Colorado's grape growing regions range in elevation from 4000 to 7000 feet and are thus among the highest vineyards in the world. The high elevations result in hot days accompanied by cool nights. Day to night temperature variations typically range from 25 to 30 degrees during the grape maturation months of August and September. The long, warm daylight hours of intense high altitude sunlight mature the fruit completely and build the natural sugars. The cool evenings and nights cause the grapes to retain the acids so vital to premium wine making.
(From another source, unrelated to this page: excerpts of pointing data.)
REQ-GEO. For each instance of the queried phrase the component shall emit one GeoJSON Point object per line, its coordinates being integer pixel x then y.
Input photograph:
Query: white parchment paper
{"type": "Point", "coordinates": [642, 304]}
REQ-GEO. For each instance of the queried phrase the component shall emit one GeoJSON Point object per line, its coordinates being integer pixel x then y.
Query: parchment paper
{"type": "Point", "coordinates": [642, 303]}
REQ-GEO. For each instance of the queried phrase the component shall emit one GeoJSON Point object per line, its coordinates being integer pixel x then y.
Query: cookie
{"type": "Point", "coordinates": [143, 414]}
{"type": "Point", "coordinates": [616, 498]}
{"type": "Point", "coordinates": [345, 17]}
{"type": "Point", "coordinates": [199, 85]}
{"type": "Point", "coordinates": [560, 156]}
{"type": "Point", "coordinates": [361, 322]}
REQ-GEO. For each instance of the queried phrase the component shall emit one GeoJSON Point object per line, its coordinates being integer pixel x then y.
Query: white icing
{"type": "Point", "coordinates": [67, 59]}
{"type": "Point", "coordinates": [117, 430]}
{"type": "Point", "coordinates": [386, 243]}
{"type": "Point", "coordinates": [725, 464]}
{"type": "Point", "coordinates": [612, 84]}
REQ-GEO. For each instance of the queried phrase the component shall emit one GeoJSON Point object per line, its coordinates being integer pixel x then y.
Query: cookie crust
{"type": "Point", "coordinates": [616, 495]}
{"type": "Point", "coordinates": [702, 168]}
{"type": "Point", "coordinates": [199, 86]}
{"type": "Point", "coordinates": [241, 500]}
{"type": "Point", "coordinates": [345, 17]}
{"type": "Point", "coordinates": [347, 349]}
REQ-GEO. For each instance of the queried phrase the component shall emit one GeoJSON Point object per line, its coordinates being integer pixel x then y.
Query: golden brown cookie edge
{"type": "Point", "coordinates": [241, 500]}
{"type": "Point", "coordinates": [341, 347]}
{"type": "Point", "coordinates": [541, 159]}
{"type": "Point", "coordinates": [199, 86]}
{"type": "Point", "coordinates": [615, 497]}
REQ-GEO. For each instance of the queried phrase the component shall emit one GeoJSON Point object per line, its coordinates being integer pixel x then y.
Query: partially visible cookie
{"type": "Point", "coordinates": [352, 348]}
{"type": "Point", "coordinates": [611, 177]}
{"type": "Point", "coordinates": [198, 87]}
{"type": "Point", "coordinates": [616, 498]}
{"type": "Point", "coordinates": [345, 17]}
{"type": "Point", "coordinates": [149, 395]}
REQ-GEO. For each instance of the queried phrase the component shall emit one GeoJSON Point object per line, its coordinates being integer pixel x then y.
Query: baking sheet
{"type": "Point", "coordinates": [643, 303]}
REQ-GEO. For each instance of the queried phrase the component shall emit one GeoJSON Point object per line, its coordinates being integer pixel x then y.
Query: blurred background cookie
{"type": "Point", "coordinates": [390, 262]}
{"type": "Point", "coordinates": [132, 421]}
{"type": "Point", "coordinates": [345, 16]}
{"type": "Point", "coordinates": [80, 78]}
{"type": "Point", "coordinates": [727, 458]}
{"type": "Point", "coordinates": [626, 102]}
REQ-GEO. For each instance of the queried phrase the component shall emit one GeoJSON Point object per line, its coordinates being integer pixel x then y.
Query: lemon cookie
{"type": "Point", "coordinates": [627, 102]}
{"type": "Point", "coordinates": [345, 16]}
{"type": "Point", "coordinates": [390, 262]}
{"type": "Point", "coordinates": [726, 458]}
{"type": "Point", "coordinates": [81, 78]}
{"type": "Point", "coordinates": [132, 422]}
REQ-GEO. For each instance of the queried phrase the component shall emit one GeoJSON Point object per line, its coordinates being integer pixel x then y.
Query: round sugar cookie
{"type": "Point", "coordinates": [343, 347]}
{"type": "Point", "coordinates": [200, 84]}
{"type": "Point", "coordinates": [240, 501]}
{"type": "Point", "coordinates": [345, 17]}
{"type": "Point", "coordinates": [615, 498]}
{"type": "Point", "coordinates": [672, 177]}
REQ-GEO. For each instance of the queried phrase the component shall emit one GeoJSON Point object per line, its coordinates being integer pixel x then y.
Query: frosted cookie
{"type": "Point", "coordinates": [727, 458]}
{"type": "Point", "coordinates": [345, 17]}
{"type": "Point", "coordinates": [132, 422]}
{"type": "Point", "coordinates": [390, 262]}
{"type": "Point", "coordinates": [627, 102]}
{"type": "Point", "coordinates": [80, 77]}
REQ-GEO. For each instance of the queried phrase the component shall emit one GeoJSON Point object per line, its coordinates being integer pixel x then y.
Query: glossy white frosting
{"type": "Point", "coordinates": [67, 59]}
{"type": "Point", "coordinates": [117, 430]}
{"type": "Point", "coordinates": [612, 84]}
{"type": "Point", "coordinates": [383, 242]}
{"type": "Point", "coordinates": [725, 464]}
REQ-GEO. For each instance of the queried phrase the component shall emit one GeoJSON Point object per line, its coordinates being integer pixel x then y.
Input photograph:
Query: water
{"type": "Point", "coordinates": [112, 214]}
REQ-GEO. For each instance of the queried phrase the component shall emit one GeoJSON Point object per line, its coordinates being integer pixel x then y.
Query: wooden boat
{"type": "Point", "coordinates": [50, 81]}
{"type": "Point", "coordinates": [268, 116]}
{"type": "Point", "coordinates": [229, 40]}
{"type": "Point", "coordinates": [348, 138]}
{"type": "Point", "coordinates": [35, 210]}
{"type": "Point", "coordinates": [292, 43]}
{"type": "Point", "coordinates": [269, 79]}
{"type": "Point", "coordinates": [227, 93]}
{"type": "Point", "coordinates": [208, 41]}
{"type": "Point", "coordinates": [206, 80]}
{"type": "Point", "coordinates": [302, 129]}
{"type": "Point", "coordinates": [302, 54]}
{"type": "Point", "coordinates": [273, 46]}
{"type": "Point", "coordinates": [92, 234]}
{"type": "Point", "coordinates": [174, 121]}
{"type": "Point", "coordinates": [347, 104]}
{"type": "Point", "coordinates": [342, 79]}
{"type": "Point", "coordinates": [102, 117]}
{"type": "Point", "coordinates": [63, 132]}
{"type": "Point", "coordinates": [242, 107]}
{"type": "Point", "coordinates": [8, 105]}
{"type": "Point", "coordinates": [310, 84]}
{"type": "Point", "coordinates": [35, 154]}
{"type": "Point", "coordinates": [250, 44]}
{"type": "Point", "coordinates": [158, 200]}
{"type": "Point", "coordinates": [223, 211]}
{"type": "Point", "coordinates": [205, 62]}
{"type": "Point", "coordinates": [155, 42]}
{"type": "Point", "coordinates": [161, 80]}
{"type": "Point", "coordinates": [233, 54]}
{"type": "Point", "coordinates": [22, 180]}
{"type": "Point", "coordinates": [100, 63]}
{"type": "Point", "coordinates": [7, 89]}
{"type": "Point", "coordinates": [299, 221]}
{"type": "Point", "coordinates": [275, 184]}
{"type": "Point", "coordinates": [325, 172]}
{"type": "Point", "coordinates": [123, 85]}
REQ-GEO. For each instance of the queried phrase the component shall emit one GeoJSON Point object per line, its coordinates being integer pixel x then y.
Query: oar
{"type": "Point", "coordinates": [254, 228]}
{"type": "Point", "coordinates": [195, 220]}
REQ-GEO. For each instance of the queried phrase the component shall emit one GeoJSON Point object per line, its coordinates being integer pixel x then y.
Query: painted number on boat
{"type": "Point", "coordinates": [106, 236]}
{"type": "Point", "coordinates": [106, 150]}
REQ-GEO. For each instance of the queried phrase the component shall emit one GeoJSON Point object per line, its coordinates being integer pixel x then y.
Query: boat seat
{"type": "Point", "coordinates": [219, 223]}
Vineyard acreage in Colorado has grown tremendously in the past decade. A 1983 census recorded 20 acres of grape vines under cultivation in the state. Today Colorado boasts 80 vineyards totaling 380 acres of vines with 30 acres of new vineyards being planted during 1995. Nearly 75 percent of the acreage is located in Mesa County's Grand Valley. Adjacent Delta County and its North Fork Valley of the Gunnison River accounts for another 20 percent of the state's vines. Virtually all of the grapes in Colorado are produced for winemaking. The 1995 harvest was composed of 30% Chardonnay; 18% Merlot; 10% Cabernet sauvignon; 8% Pinot noir with the remainder consisting of Cabernet franc, Riesling, Gewurztraminer, Sauvignon blanc, Viognier and other varieties. Colorado now hosts 410 acres of wine grapes with 193 of those acres of bearing age. Yield of the bearing acres averaged 2.92 tons per acre in 1995.
Five Palisade wineries (Mesa County) tallied nearly 24,000 visitors during the summer of 1995. Wineries estimate that this represents a 200 to 300% increase over 1994. Market research conducted by the Grand Junction Visitor & Convention Bureau concludes that the Grand Valley wineries are now second to only the Colorado National Monument as the leading destination for Front Range-based visitors to the Grand Junction area. As consumer awareness of Colorado wines continues to grow, so too will the economic impact of winery-oriented tourism.
The Colorado legislature created the Colorado Wine Industry Development Board in 1990 to promote the state's growing wine industry. Since that time, the number of wineries in Colorado has increased from five to fifteen.